O diretor de pré-vendas de Soluções Digitais da Embratel Paulo Venâncio responde estas e outras perguntas na entrevista a seguir:

Como ajudar a transformar uma empresa?

Paulo Venâncio: O processo de transformação passa pelo conhecimento, por um trabalho consultivo para o entendimento não só do status e do estágio atual da empresa, como também como é a experiência de cada cliente no atendimento. Com esses dois principais dados e com o objetivo de onde a empresa quer chegar, do ponto de vista de tecnologia, é possível criar um plano de transformação em ondas, cada uma adequada a um momento da empresa.

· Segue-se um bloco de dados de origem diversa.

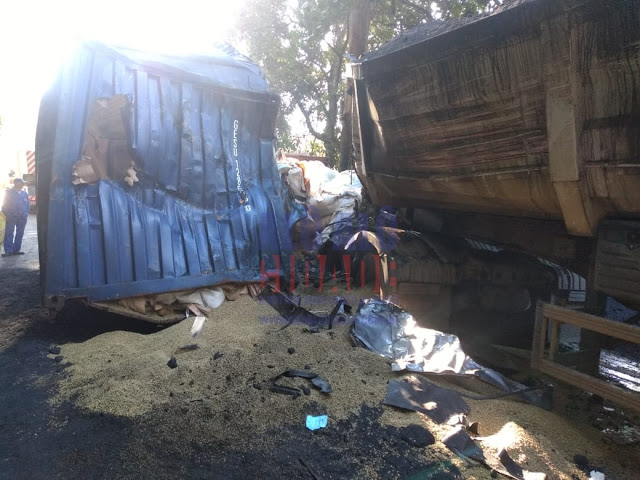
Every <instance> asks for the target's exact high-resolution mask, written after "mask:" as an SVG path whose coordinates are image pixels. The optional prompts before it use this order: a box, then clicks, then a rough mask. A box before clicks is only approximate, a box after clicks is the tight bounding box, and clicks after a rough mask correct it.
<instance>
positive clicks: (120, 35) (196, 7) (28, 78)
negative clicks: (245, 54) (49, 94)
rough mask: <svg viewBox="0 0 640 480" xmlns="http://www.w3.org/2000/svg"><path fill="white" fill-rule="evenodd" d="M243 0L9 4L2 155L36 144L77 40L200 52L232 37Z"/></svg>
mask: <svg viewBox="0 0 640 480" xmlns="http://www.w3.org/2000/svg"><path fill="white" fill-rule="evenodd" d="M243 1H244V0H236V1H233V2H229V1H220V0H208V1H204V0H181V1H179V2H176V1H173V2H163V1H158V0H157V1H147V0H141V1H138V0H129V1H125V0H111V1H109V2H104V1H100V2H98V1H96V0H82V1H79V0H58V1H55V2H51V1H49V0H35V1H28V0H26V1H24V2H10V3H9V4H8V5H5V6H3V14H2V16H0V61H1V62H2V75H0V117H1V118H2V124H3V125H2V130H1V131H0V162H3V158H7V156H9V157H13V158H15V151H16V150H21V149H22V150H24V149H32V148H33V147H34V136H35V125H36V121H37V112H38V106H39V102H40V97H41V96H42V94H43V93H44V91H45V90H46V89H47V87H48V85H49V84H50V83H51V81H52V79H53V78H54V75H55V73H56V71H57V69H58V67H59V65H60V63H61V62H62V60H63V59H64V57H65V55H68V53H69V52H70V51H71V50H72V48H73V46H74V45H75V44H76V43H77V42H79V41H82V40H98V41H103V42H106V43H110V44H115V45H121V46H128V47H133V48H138V49H144V50H153V51H158V52H165V53H183V54H189V53H194V54H198V53H201V52H203V51H206V47H207V45H209V44H211V43H212V42H215V41H221V40H225V39H228V37H229V34H230V32H231V31H232V28H233V26H234V24H235V19H236V17H237V15H238V14H239V12H240V8H241V7H242V4H243ZM0 173H1V174H3V175H4V172H1V171H0Z"/></svg>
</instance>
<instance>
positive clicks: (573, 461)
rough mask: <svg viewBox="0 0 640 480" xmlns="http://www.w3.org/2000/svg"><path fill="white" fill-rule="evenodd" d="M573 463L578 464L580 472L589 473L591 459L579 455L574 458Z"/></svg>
mask: <svg viewBox="0 0 640 480" xmlns="http://www.w3.org/2000/svg"><path fill="white" fill-rule="evenodd" d="M573 463H575V464H576V467H578V468H579V469H580V470H582V471H583V472H585V473H589V472H590V470H589V459H588V458H587V457H585V456H584V455H580V454H579V453H578V454H576V455H574V456H573Z"/></svg>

O que são estas ondas de transformação?

Paulo Venâncio: São as adoções de tecnologia que permitem que a empresa se prepare para um passo cada vez maior. Ou seja, não adianta eu tentar fazer um trabalho de atendimento ao cliente se eu tenho uma base de informações desorganizada. Eu preciso primeiro ajustar e fazer um trabalho nas bases da minha organização, nos meus canais mais simples de atendimento e aí, na medida que eu vou me preparando nesses canais mais simples, eu posso partir para adoções mais complexas de tecnologia. Então, adoção de tecnologia de computação cognitiva, por exemplo, com uma base, com um conjunto de informações equivocadas ou não bem estruturadas – obviamente a gente pode trabalhar com dados não estruturados – mas não tendo um determinado preparo prévio, a gente acaba tendo um resultado diferente daquele que é esperado, e essa experiência não é boa para o cliente. Esse é o preparo, essas são as etapas e os passos que tem que ser dados até a adoção de uma tecnologia mais emergente, mais de ponta.

Em que estágio deste processo o Brasil está hoje?

Paulo Venâncio: Acho que a grande maioria das empresas já tem noção e informação técnica sobre quais são essas tecnologias e como é que estão os estágios de transformação. O grande ponto é que poucas delas conseguiram atingir um grau de maturidade e de conhecimento suficiente para a adoção da tecnologia, muito poucas conseguiram viabilizar um uso efetivo da tecnologia no negócio. Quando se pensa em uso hoje estamos falando de fintechs, que elas, de fato, conseguem com maior rapidez empregar a tecnologia e o conhecimento a favor da transformação, mas a grande maioria das empresas ainda tem um passo importante a ser dado, que é conhecer internamente o seu problema, conhecer os seus clientes e aí poder se preparar para essa adoção.

Como a Embratel vem fazendo o trabalho de facilitar esse conhecimento?

Paulo Venâncio: A Embratel sempre teve uma veia consultiva no seu trabalho. O próprio DNA da Embratel é consultivo, sem que isso tenha uma oferta específica de serviço de consultoria. A gente tem uma proximidade muito grande com os clientes, o que permite que a gente tenha abertura dos próprios clientes para que o trabalho de identificação, de levantamento, de conhecimento seja feito e a partir daí a gente possa de fato apresentar alternativas, cenários e propostas de melhoria.

Hoje, qual é a principal dificuldade das empresas, uma vez elas tendo acesso ao conhecimento?

Paulo Venâncio: O processo de transformação das pessoas é muito mais difícil que a transformação de tecnologia propriamente dita. Então, esse passo de entendimento, de divulgação e clareza na transmissão, na comunicação dos objetivos da transformação digital, eu acho que ainda são passos que criam uma dificuldade para as empresas evoluírem. O grande desafio ainda está na questão da comunicação interna, da visão corporativa de que a transformação é importante e cada vez mais vital no negócio da empresa.